La Croce rossa italiana (tra i soci fondatori, come sempre partecipe
ad avviare cose grandi), insieme ad altre 189 società nazionali di Croce
rossa è impegnata – da allora e ogni giorno – ad offrire servizi
tempestivi e risolutori in ogni tipo di crisi umanitaria: dalla più
piccola, del singolo, a quelle internazionali, che siano guerre o
calamità naturali.
La Croce rossa è origine e fondamento del Diritto internazionale
umanitario, detto anche diritto dei conflitti perché perfino nella
violenza delle guerre ci sono limiti imposti alla tutela dei più
vulnerabili. Per l’opinione pubblica la Croce rossa Italiana è “un dato
di fatto” e quindi l’apprezza ma non la conosce bene nella sua
organizzazione e nelle sue funzioni.
Neanche il parlamento, affrontando il riordino di questa benemerita
organizzazione ha suscitato un ampio dibattito che rendesse conto dei
grandi meriti dei volontari nei 150 anni della sua presenza in Italia.
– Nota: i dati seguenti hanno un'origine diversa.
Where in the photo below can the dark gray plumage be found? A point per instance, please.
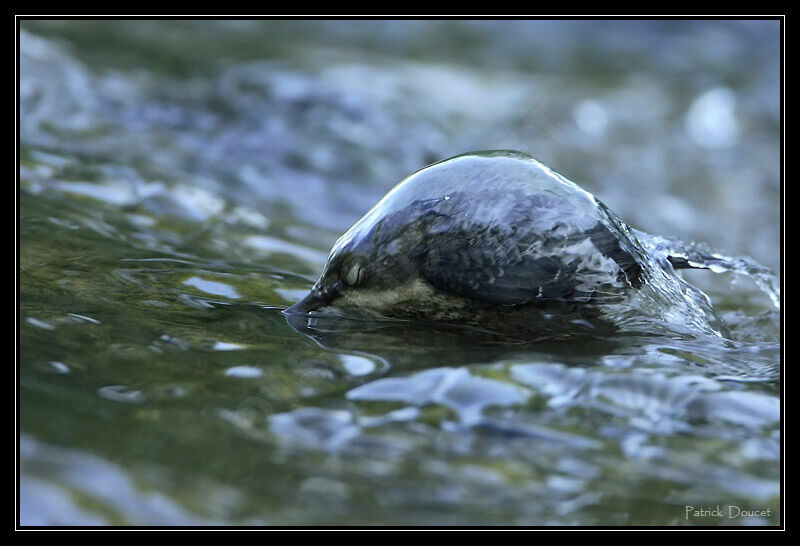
(482, 230)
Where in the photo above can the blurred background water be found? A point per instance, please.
(181, 182)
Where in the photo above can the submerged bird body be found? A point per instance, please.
(487, 236)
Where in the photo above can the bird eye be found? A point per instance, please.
(354, 275)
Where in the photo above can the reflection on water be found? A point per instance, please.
(181, 183)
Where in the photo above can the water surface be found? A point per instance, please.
(181, 184)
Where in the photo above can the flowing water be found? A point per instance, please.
(182, 182)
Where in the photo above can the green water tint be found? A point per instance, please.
(160, 238)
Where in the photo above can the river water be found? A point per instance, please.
(182, 182)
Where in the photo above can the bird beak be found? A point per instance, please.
(313, 301)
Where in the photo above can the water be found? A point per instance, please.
(182, 183)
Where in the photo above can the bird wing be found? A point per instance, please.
(521, 261)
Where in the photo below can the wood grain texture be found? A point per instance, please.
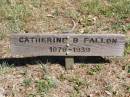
(30, 44)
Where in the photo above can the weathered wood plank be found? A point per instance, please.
(28, 44)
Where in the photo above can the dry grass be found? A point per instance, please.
(58, 16)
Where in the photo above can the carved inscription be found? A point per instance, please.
(68, 44)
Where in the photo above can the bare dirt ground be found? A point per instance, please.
(57, 16)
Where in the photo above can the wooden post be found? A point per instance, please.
(69, 61)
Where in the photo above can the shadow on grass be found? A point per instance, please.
(53, 60)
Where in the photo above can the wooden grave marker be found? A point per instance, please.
(68, 45)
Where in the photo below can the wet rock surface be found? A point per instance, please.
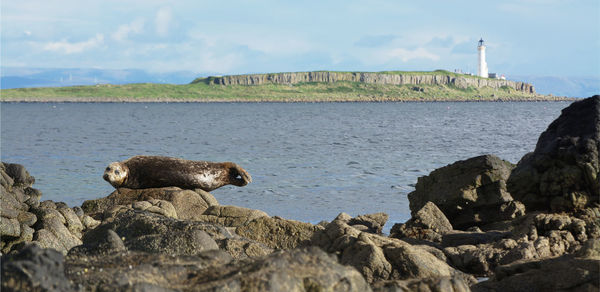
(469, 192)
(562, 174)
(25, 219)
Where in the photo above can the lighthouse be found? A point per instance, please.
(482, 68)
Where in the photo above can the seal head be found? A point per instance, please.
(116, 174)
(142, 172)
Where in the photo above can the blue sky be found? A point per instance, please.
(524, 37)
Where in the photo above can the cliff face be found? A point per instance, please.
(367, 77)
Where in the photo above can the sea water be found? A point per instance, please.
(308, 161)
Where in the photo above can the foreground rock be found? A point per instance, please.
(579, 272)
(150, 232)
(562, 174)
(25, 219)
(381, 258)
(469, 192)
(188, 204)
(35, 269)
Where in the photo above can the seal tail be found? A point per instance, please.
(241, 176)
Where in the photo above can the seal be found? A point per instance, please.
(141, 172)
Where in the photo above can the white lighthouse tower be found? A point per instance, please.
(482, 68)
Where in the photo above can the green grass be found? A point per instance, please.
(201, 90)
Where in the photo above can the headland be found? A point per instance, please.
(316, 86)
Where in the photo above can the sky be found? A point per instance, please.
(523, 37)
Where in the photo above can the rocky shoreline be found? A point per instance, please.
(534, 226)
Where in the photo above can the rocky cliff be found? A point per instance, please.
(390, 78)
Anzi, poco prima della caduta del governo Monti si è posto mano a una
riforma che avrebbe dovuto trasformarla in associazione di diritto
privato. Una riforma inadeguata e intempestiva proprio in un periodo in
cui le crisi interne e internazionali avrebbero dovuto esigere una
capacità di reazione che la Cri ha sempre dimostrato con il sostegno
generoso della popolazione italiana. In quanto “ausiliaria dei poteri
pubblici” sarebbe mobilitabile in maniera propria nella vicenda
drammatica dei profughi.
Purtroppo, non si è tenuto in nessuna considerazione, innanzitutto,
che la Croce rossa italiana, essendo un ente umanitario la cui
maggioranza dei servizi è corrisposta gratuitamente o a prezzo dei costi
vivi, non potrà sopravvivere a lungo senza il contributo dello stato
(154 milioni di euro) a meno di far pagare a caro prezzo i suoi servizi.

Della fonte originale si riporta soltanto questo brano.